Erica: movin' to Ohio!! · 17 years ago
five, almost six worthless years of inept men. and some good girls.
... well there are some verra dark bad moments of my young prebubesant life involving a family memeber *shudder* other than that.... its only been one other bad man *shiver* and adam *disgust*
I hate my sexual history.
oh... and there were some spotty girl love moments. girls rock.
Erica: movin' to Ohio!! · 17 years ago
well, i tend to roll with the punches so far as sex goes. i'm so eager to please that while in a relationship i almost totally repress my own feelings. just to avoid making the guy upset with me. not healthy, i know. so, in retrospect, i tend to be slightly bitter. well, maybe more than slightly.
I hate my sexual history.
Yeah, majorly can relate to that.
oh... and there were some spotty girl love moments. girls rock.
there's just something about girls, or there was in the past anyway
Janos · 17 years ago
Wow I guess I'm the only one waiting until I'm married :D
That is subject to change, however... I can't tell the future! lol
I was going to do that. then I realized I didn't want to marry anything thats out there. So, while never having sex might be safer, it wasn't the option for me. But, honestly, I could have just as easily gone without rather than been with those I've been with. No fireworx exploding in my brain or anything
They've been that bad????? Oh girl, you have to find some better people. Sex should not be indifferent!
Doktor Pepski, kommie · 17 years ago
I'm turning 30 in April. My path seems to lead down the way of "You're a good guy, but..." or "I don't want to ruin or friendship". There was a time when I used to care about trying to lose it, but I feel if I do, fine, if I don't anytime soon, I have more important things in life to worry about.
Nik Chaikin · 17 years ago
I'm just glad im not this one friend of mine, he has a lot of friends who happen to be girls, most of whom tell him"your like a brother to me."

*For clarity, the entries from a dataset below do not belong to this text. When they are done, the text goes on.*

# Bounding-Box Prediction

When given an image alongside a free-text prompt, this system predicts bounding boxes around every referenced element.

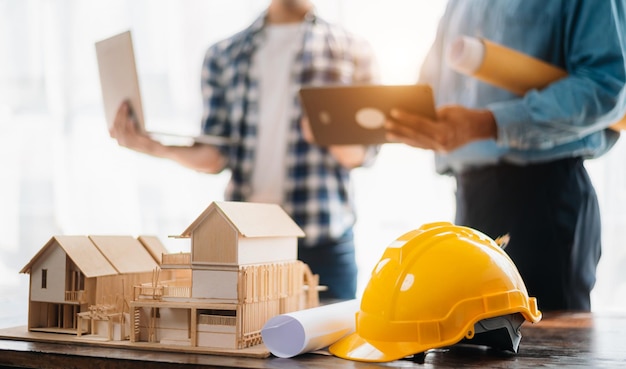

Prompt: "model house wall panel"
[198,332,237,349]
[191,270,239,300]
[191,210,238,264]
[30,244,66,303]
[237,237,298,265]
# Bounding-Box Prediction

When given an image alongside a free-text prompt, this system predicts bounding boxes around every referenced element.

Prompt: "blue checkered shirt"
[202,14,379,247]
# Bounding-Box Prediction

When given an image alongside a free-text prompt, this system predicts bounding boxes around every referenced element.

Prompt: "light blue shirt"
[421,0,626,173]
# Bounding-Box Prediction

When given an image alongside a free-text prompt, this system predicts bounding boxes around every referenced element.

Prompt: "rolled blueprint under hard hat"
[446,36,626,130]
[261,300,359,358]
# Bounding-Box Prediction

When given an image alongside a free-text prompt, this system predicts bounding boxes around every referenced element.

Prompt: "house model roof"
[20,236,159,278]
[178,201,304,238]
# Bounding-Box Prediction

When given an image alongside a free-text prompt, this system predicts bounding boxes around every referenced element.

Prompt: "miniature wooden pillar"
[189,307,198,347]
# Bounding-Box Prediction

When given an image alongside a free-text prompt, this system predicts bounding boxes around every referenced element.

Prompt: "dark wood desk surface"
[0,313,626,369]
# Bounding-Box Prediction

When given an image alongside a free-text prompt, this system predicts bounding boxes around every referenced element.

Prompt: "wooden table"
[0,313,626,369]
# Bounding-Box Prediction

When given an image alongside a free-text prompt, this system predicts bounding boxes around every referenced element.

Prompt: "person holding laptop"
[110,0,378,300]
[386,0,626,311]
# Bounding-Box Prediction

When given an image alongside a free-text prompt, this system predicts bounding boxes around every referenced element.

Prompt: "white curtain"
[0,0,626,326]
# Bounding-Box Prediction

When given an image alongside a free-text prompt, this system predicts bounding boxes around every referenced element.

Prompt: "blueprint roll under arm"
[446,36,626,131]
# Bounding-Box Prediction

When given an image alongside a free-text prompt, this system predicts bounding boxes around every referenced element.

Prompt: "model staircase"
[131,308,141,342]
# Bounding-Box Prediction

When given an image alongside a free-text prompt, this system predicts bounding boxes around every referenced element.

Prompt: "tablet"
[300,84,436,146]
[95,31,228,145]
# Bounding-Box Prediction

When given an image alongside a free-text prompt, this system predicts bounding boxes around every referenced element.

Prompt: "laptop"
[95,31,229,145]
[299,84,436,146]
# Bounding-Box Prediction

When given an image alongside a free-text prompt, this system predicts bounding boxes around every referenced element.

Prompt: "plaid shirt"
[202,10,378,247]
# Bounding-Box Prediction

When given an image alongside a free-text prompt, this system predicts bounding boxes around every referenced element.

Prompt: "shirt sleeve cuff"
[487,99,531,149]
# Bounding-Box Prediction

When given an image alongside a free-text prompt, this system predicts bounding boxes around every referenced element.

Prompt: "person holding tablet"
[386,0,626,311]
[110,0,378,300]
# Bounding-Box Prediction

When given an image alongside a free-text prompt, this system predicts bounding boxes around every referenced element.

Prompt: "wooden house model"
[130,202,317,349]
[21,202,318,352]
[20,236,176,339]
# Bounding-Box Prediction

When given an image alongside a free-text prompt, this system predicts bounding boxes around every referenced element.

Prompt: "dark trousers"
[456,158,601,311]
[298,231,357,302]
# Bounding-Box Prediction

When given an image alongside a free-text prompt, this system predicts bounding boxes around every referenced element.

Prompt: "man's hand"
[109,101,158,154]
[300,117,367,169]
[385,105,497,153]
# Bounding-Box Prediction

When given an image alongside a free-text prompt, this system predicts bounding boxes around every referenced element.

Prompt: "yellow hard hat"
[329,222,541,362]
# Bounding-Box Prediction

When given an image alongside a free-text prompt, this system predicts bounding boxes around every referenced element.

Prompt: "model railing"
[163,286,191,297]
[161,252,191,266]
[65,291,85,302]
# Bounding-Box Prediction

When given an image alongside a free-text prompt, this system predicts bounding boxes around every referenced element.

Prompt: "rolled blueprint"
[446,36,626,130]
[261,300,359,358]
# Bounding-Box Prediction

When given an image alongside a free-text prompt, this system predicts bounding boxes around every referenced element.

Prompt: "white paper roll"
[261,300,359,358]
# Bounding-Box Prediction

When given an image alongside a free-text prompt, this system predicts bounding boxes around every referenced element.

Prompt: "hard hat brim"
[328,332,415,363]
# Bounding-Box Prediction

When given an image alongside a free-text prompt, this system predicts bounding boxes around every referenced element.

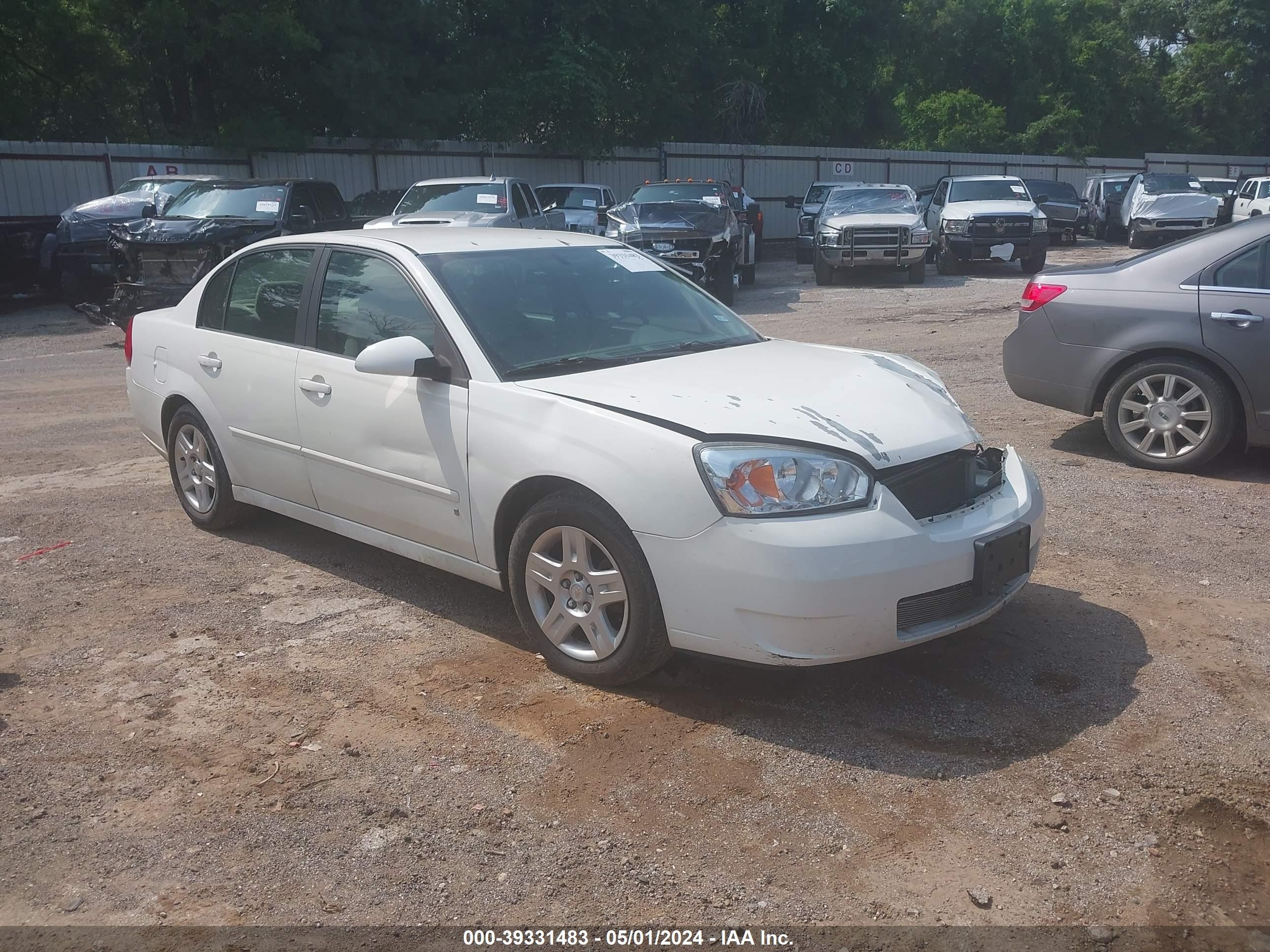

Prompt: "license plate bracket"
[974,523,1031,595]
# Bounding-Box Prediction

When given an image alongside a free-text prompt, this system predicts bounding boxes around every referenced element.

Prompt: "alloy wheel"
[176,423,216,513]
[525,525,630,661]
[1116,373,1213,460]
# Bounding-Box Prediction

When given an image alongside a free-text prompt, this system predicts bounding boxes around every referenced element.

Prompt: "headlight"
[693,443,873,516]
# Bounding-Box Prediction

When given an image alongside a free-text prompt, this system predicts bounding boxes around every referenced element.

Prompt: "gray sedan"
[1003,217,1270,470]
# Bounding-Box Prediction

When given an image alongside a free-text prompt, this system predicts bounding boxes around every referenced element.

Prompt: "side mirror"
[353,337,450,379]
[289,204,314,231]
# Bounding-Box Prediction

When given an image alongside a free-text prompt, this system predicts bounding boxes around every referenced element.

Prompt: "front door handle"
[1209,311,1264,330]
[300,377,330,396]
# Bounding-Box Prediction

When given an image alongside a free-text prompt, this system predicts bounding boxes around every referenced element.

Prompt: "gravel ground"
[0,242,1270,926]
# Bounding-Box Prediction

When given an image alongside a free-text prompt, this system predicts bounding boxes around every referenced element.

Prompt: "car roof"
[410,175,525,188]
[250,225,614,255]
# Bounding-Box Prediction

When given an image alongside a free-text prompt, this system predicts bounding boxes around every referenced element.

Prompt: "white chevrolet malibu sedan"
[126,229,1044,684]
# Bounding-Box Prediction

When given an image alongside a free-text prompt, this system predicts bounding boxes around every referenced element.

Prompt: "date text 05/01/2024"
[463,928,792,948]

stealthlori · 17 years ago
I was that guy freshman/sophomore years in university!
Well, except I was "another one of the guys" for a whole crew of guys.
(Most of whom came out over the 2 or 3 years following, so. Um.)

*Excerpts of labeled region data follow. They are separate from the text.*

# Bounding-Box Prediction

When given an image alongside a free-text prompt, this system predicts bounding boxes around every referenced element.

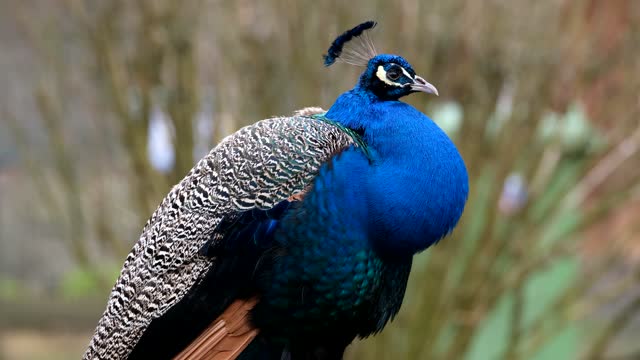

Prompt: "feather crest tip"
[323,21,377,66]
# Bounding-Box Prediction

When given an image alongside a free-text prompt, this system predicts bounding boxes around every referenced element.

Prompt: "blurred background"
[0,0,640,360]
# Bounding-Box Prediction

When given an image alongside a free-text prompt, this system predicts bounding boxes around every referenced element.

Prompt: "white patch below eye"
[376,65,413,87]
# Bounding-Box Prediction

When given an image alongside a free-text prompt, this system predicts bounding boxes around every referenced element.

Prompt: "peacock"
[84,21,469,360]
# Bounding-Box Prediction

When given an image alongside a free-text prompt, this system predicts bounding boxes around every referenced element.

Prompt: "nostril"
[413,76,427,85]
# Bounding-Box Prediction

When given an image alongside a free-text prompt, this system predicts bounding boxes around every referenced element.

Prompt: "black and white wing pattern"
[84,113,356,360]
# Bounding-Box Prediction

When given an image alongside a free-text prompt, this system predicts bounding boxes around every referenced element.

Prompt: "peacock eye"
[387,69,402,81]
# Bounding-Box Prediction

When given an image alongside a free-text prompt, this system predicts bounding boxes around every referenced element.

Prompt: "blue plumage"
[101,21,469,360]
[254,28,468,359]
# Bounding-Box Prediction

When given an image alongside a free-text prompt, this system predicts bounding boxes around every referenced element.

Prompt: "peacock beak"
[410,75,438,96]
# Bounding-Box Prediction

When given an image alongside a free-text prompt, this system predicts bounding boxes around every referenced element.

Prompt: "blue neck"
[326,87,469,257]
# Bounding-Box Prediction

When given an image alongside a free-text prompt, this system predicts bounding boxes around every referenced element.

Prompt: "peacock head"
[324,21,438,100]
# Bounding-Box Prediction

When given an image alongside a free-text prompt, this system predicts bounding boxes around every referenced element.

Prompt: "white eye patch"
[376,65,413,87]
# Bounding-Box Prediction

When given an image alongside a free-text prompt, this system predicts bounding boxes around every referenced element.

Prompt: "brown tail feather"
[173,298,258,360]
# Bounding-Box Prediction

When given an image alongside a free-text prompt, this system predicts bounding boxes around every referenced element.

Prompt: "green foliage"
[0,0,640,360]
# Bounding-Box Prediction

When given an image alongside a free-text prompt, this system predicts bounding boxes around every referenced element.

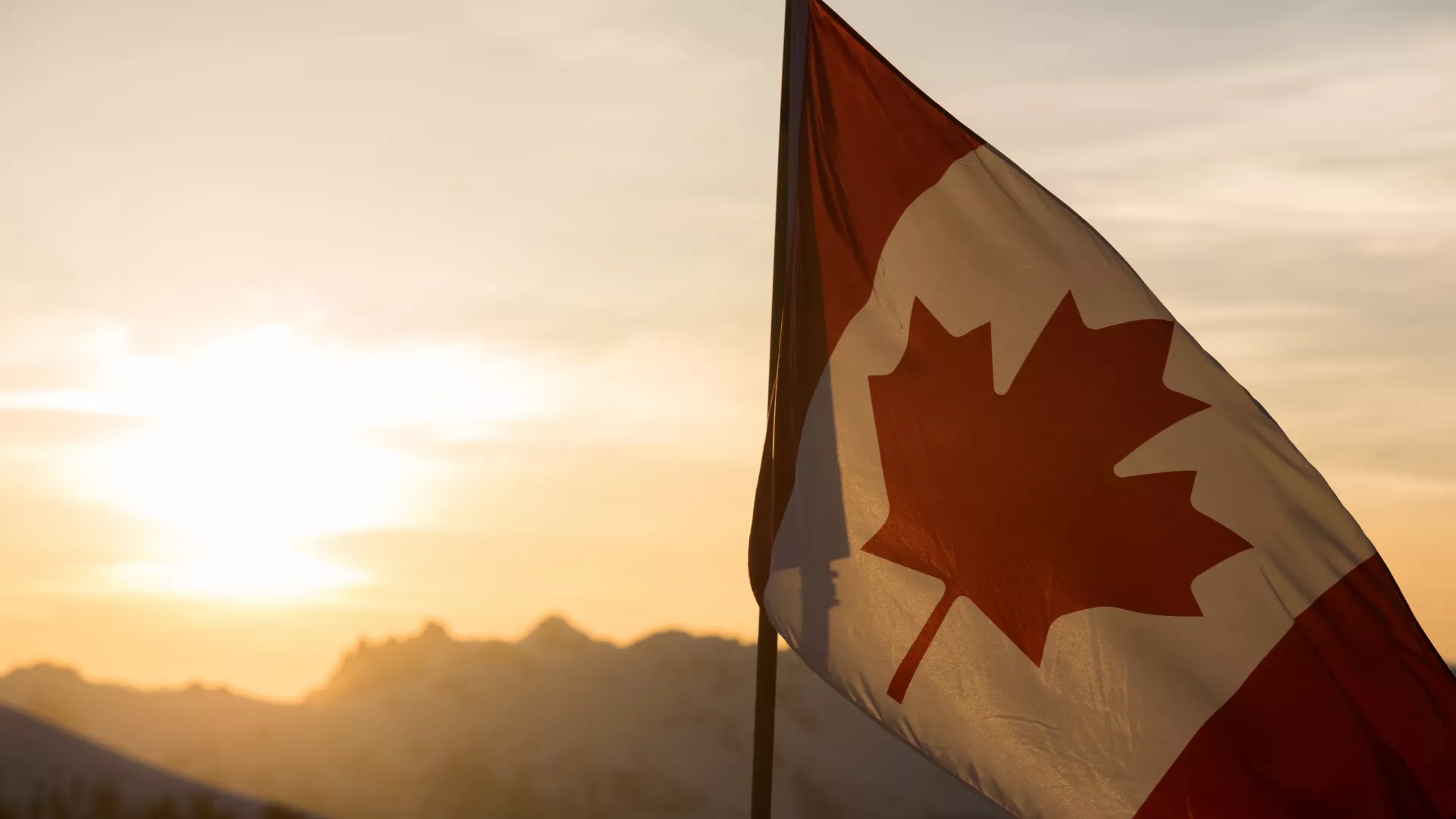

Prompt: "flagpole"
[750,0,808,819]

And since my 17th wedding anniversary is Saturday, no. I'm not a virgin. :D
Bender · 17 years ago
What if the one guy really, really sucked? And not in the pleasant way :P
Can I, like, take my virginity back? You know, retract it or something?

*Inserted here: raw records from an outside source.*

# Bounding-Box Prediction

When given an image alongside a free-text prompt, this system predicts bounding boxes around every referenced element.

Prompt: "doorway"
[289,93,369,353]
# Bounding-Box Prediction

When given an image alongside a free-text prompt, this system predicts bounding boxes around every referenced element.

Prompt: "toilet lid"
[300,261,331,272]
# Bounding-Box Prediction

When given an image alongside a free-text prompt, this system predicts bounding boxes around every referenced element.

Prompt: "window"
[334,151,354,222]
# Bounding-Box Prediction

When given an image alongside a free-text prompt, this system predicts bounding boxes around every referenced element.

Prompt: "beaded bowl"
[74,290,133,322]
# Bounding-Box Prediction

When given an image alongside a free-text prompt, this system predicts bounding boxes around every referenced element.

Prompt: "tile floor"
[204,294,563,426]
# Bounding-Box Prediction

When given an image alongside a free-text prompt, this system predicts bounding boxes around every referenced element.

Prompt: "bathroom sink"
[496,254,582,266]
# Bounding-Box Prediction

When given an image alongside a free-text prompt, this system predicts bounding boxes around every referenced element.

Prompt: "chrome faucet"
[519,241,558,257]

Sure you can. Why not? Its all a state of mind anyway. As Lisa is fond of saying, "You can break your hymen turning cartwheels." And for guys there is no physical definition at all. To me it was a case of good riddance, but you can certainly take it back if you want.
dude, if she can do that, I can mark that professor off my list who pulled my drunk ass out of a creek and slept with me. I found out 6 months later
I dont remember, didnt happen
You got it Minds. You CAN do that. (Although I hope you learned from the experience that didn't happen) ;)
Yvonne · 17 years ago
I thought it was funny...but then it's nearly 3 am and anything is funny this time of night. :P
Brian Dinsky · 17 years ago
i could have used a more neutral "no" answer. i'm not a virgin, but that doesn't mean i care all that much about sex.